Preocupante se viene tornando la edad mental de los funcionarios de la Alcaldía de Medellín y sus dependencias, que son del círculo cercano al Alcalde Daniel Quintero y sus comportamientos incontrolados.

Desde la llegada del gobierno, el propio alcalde Daniel Quintero ha sido objeto de reiterados señalamientos de acoso y abuso sexual y tras él, se han presentado quejas y demandas por comportamientos obscenos en contra de las mujeres que trabajan en la administración.

Esta vez el escándalo se produjo en el INDER, en donde con nombre propio y cédula, Mariana Arroyave Parra, una funcionaria de esta entidad, acusó al denominado «violinista del INDER», Alejandro Estrada Moreno, de haber cometido acciones censurables que comenzaron con sutiles insinuaciones que se fueron intensificando hasta convertirse en acoso sexual.

El violinista Alejandro Estrada Moreno, se desempeña al interior del INDER Medellín, en el cargo de Subdirector de Escenarios y su apodo se lo ha ganado, según cuentan las fuentes, porque se la pasa tocando el violín en un rincón de su oficina y lo lleva consigo a donde va.

Estrada Moreno tiene grandes credenciales académicas e investigativas que rayan con las cualidades propias de un profesor investigador universitario, especializaciones en ingeniería y tecnología, áreas en las que también coincide con el alcalde Daniel Quintero.

Los señalameintos de la funcionaria Mariana Arroyave, fueron expuestas con detalle en una carta de denuncia entregada a Lenin Cardona Puerta, Jefe de la Oficina de Control Interno, Johary Alberto Delcado Peña, Subdirector Administrativo y Diana Brunal, profesional de Gestión Humana y Control Interno Disciplinario; en las que narra los hechos como víctima.
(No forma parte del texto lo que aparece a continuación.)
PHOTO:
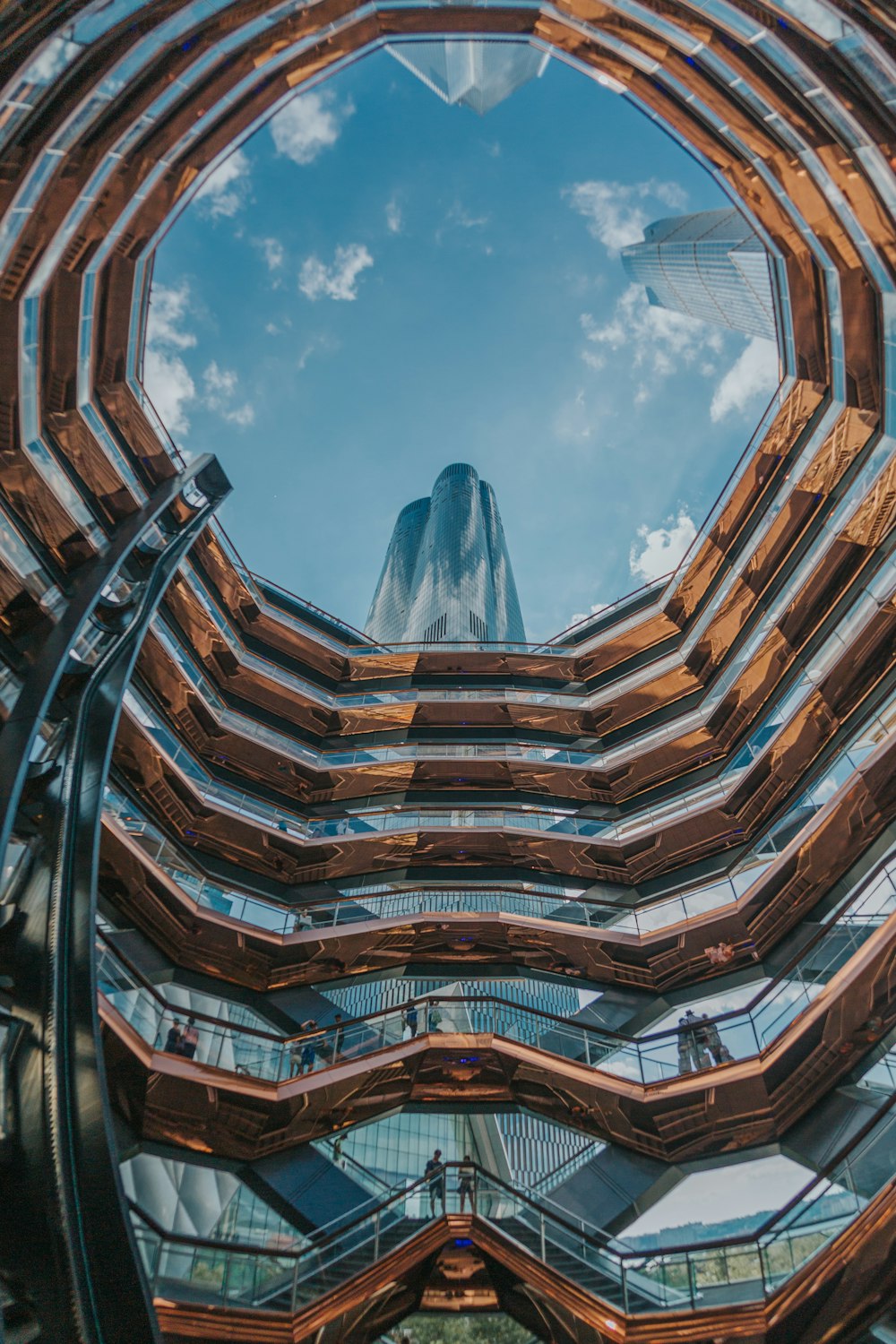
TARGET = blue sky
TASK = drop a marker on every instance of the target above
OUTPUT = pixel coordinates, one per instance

Mariana Arroyave, actúa valientemente con su nombre y cédula y soporta su carta con los nombres y cédulas de quienes son testigos de los hecho. Es claro que tienen temor de ser despedidas o de sufrir represalias por denunciar los abusos; pero su valentía es un ejemplo de que por encima del temor, está la dignidad y el respeto.
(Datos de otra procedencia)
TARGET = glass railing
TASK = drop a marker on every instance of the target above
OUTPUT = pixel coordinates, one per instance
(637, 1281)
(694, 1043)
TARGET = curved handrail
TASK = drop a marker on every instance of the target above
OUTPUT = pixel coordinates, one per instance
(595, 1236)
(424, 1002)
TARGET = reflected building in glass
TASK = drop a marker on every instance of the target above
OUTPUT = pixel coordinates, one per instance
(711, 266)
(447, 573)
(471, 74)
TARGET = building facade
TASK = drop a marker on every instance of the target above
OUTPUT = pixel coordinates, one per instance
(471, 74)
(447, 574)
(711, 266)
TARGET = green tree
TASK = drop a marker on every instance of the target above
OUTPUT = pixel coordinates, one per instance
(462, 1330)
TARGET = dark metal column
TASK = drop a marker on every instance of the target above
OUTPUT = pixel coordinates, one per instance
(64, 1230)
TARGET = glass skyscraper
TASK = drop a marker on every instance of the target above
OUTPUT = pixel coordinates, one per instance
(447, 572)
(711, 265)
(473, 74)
En la narración de los hechos, la víctima cuenta que «el subdirector dio la orden que todos los radicados debían ser revisados por mi y después de esto debía ser yo quien los llevara a su oficina para su firma, pero es desde ese momento en donde empiezan las insinuaciones y el acoso, el cual con el tiempo se fue intensificando».

Igualmente explica que «me decía todo el tiempo que yo le gustaba, que estaba enamorado de mí, que lo debía mirar como un hombre y no como un papá, incluso en varias ocasiones me presentó como su novia a personas externas del INDER que yo no conocía» explica Mariana en su carta.

Señala además que «me hacia llamadas fuera de horarios laborales para preguntarme que estaba haciendo y con quien estaba (…) Me regaló ropa con frecuencia e incluso una vez me dio ropa interior y yo siempre le decía que no me gustaba que me diera cosas y mucho menos ropa interior, porque sentía una segunda intención y que me irrespetaba».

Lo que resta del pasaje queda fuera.